As fierce as my desire for you the horses circled us,
bucking and kicking all around us, consuming us in their violent frenzy, and
from a cloud of red dust and desert sand the black stallion reared and loomed
over me, a black cyclone of hooves and teeth and nostrils.
And then the stallion's wild and unyielding eyes
crossed with yours. Cowed and solemn, it knelt before me. You took my hand and
together we rode, the stallion taking us away, the white mares filling the
desert behind us, the many wild creatures running out of the desert to again
bear witness.
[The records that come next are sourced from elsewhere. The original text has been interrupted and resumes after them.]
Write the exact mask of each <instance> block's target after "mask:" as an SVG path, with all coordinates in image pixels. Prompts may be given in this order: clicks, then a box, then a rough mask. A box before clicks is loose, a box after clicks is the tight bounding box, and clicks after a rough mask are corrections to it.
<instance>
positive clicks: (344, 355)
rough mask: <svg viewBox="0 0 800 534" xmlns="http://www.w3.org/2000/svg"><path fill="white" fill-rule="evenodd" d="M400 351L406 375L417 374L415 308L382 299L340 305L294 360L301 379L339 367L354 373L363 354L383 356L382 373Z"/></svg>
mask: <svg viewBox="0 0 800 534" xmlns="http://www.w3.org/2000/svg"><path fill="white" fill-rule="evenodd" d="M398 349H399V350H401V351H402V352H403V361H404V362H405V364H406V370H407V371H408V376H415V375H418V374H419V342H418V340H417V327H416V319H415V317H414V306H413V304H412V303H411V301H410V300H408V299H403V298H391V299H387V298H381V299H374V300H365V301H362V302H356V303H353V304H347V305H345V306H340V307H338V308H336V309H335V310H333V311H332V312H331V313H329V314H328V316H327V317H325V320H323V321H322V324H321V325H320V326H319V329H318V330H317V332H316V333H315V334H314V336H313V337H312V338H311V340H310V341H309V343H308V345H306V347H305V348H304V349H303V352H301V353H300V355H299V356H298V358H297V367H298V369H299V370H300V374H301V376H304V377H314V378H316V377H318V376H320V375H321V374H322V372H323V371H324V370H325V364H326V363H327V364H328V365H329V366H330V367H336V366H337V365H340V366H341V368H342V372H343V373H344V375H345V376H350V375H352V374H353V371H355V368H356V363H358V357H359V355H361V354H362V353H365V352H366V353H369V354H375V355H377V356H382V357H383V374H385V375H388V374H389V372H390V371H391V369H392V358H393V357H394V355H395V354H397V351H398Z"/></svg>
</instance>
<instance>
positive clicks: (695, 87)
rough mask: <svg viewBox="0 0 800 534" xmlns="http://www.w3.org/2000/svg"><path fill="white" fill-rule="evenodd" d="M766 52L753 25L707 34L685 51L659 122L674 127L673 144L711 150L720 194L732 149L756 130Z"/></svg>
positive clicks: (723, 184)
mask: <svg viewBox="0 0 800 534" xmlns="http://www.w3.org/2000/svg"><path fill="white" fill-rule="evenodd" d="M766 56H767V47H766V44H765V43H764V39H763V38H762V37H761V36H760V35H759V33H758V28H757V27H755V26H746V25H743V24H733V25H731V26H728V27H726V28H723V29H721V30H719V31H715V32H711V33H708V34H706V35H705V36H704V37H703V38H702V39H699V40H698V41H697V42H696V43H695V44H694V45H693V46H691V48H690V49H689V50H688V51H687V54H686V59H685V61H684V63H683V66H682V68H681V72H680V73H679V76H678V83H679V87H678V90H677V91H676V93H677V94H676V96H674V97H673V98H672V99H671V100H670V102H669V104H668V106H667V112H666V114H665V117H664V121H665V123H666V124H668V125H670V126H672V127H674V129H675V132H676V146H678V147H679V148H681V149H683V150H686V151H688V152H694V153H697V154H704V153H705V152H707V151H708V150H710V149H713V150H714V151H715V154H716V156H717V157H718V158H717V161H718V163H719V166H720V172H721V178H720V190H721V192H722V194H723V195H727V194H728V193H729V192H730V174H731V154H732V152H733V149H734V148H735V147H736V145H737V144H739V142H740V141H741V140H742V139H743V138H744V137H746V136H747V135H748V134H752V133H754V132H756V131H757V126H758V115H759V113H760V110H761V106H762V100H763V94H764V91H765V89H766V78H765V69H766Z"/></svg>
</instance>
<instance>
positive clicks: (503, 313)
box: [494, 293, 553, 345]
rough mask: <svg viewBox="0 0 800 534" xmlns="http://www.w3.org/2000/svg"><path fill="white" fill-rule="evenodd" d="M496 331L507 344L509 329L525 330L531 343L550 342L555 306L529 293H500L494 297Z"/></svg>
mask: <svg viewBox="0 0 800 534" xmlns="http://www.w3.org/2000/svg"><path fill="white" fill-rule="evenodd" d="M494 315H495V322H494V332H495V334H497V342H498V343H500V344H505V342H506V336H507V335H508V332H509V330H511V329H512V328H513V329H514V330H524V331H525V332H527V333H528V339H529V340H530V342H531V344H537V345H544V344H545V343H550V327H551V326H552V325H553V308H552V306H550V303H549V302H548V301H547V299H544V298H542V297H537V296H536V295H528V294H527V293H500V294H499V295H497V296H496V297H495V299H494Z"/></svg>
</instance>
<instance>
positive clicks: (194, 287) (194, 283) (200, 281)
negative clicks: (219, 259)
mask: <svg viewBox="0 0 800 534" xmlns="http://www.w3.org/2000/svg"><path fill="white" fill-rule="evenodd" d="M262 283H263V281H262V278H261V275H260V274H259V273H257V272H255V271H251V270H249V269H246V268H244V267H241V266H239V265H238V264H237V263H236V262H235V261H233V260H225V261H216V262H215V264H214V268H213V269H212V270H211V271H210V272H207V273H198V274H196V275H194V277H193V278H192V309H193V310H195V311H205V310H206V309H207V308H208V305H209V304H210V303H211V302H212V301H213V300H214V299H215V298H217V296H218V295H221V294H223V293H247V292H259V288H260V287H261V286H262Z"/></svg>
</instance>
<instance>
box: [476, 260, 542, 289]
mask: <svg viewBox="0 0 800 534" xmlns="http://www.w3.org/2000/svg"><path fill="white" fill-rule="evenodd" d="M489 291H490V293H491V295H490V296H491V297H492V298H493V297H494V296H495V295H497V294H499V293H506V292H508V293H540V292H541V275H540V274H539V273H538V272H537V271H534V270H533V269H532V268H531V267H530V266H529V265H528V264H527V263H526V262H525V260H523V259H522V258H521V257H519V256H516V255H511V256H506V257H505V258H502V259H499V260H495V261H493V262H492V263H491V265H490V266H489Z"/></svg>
Behind me, with your arms around me, with the reins in my hands
and your naked body pressed to mine, you whispered eternal love in my ear, the
strands of my hair ringing like chimes as your words passed over them.
Your words raced to my heart as the stallion raced
blindly into a desert of buttercup bliss.
And then, in my dream, I awoke.
In my dream you slept between my legs, your ear to my
body, your name etched in the yellow nectar of my buttercup things, etched in a
tiny heart, your name and mine, Cupid's arrow shot through, an "I love
you."
On our tiny island of buttercups I dozed in a sea of
ecstasy.
But when the shadows crawled out of their thorny beds
of cactus, when my thighs glowed crimson red with sunbeams and yellow with the
smear of pulverized buttercups, the hawk came again and took you in its talons.
You hovered over me then, tears of blue roses trickling over your cheeks,
dripping from your chin, tears of tiny blue roses falling over me as I lay
beneath you.
And then the hawk took you away.
In my dream I tried to follow you but I could not. I
struggled to arise but was pinned to the earth by the sadness that filled my
heart like lead. I screamed as you drifted away, my screams turning to sobs, to
whispers, to empty echoes drown by the silence of the fiery desert.
But it was only a dream, within a dream, and when I
awoke, in my dream, I awoke.
I could remember nothing.
It seemed I had been somewhere with someone I knew,
but I could remember nothing.
I lay shivering under the scratchy wool blankets in my
empty bed in a cold dark room with floors of creaking wood and the trickle of
mice in the ceiling and when I thought of buttercups I did not know why.
I arose and in the light of the empty hall I saw a
picture of you taken when we were lovers. The tears that filled my heart burst
forth like a scream as I stumbled back and buried my body beneath the covers in
my empty bed. It was, I knew then, the desert in my dream.